# Basement Heater



## MoeB (Jan 16, 2009)

It's about 17 below zero here, and I have one basement without a furnace now that I've switched to natural gas.  One basement is all set because the furnace comes on and keeps it warm.  

I'd appreciate any advice on heating an old rock wall basement on these subzero days with natural gas -- something I could turn on in the fall and forget about and it would only come on when it gets really cold outside.

Thanks in advance.

Moe


----------



## rphurley (Jan 16, 2009)

CZARCAR said:
			
		

> if drafty ventless may be the thing. if not direct vent may be possible. all new gas heaters come with O2 sensor which shuts down the unit if O2 in air is depleted.



One of those ventless gas heaters is the first thing that came to my mind also.  My friend uses them to heat a place he built up in Maine and I was skeptical about them.  However, I must say that they work great and we havn't been ovecome by CO so I'm convinced that they're safe also, as his place is pretty well insulated.


----------



## rphurley (Jan 16, 2009)

That's a good thing to know.  Thanks.


----------



## R&D Guy (Jan 17, 2009)

Personally I wouldn't go vent-less anywhere, but outside.  You likely already have moisture issues from time to time or maybe all the time in your basement, and I'm sure if someone suggested you keep a pot of spaghetti boiling in the basement you'd look elsewhere for a solution.  

I'd suggest a direct vent freestanding gas stove with a IPI (intermittent pilot ignition) system and a blower.  Put it on a thermostat and forget about it.  By far the best long term solution, otherwise if its just to keep the pipes from freezing then I'd suggest an electric heater for the few weeks a year its that cold.

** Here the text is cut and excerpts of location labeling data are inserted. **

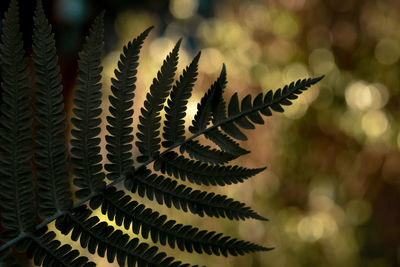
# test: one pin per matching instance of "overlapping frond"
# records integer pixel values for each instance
(16, 188)
(250, 112)
(51, 152)
(225, 142)
(174, 125)
(202, 173)
(46, 251)
(117, 205)
(7, 260)
(119, 123)
(208, 103)
(169, 192)
(108, 242)
(217, 121)
(86, 157)
(149, 144)
(206, 153)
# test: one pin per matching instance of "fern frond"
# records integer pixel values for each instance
(174, 128)
(99, 236)
(16, 189)
(149, 144)
(46, 251)
(225, 142)
(86, 157)
(218, 111)
(119, 123)
(117, 205)
(242, 117)
(208, 103)
(206, 153)
(6, 260)
(51, 152)
(202, 173)
(168, 192)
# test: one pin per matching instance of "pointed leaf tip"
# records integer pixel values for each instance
(315, 80)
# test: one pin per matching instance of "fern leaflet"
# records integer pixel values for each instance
(120, 137)
(150, 118)
(51, 152)
(16, 189)
(168, 192)
(85, 145)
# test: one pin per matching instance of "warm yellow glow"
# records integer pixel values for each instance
(387, 51)
(358, 211)
(374, 123)
(362, 96)
(321, 61)
(285, 25)
(183, 9)
(310, 228)
(314, 227)
(211, 61)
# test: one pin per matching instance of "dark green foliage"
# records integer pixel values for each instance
(16, 195)
(119, 123)
(119, 207)
(225, 142)
(86, 157)
(6, 260)
(218, 122)
(169, 192)
(149, 144)
(50, 152)
(174, 128)
(47, 252)
(202, 173)
(206, 153)
(101, 237)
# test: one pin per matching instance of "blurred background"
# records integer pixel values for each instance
(332, 187)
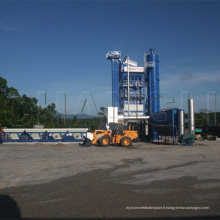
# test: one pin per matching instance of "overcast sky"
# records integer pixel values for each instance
(60, 46)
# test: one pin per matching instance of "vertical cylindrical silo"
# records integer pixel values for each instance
(153, 82)
(115, 57)
(115, 82)
(181, 123)
(191, 122)
(153, 90)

I'm guessing there's no way to duct some heat from that NG furnace?


----------



## MoeB (Jan 18, 2009)

Thank you for the responses!  I do have a moisture problem in the cellar without the furnace.  How hard is it to lengthen a duct from one basement to another assuming a clear shot?  My house is L shaped.  The basements are separate, but there is a small space (a few feet maybe) where a vent or duct or pipe could be run from one basement to another and perhaps tie into the ductwork.   I guess perhaps a sheetmetal company may be able to accomplish this.  I hope so.  It would be easier to deal with.  I don't like running an electric heater down there.  I'd rather not have to think about it or worry about it when I'm away.

Moe


----------



## R&D Guy (Jan 18, 2009)

I'm sure your local HVAC guys could supply you with the pipe or you could have them come out and give you an estimate and ask them "What's involved" and then after they basically tell you how to do it you could determine if its something you want to do yourself.


----------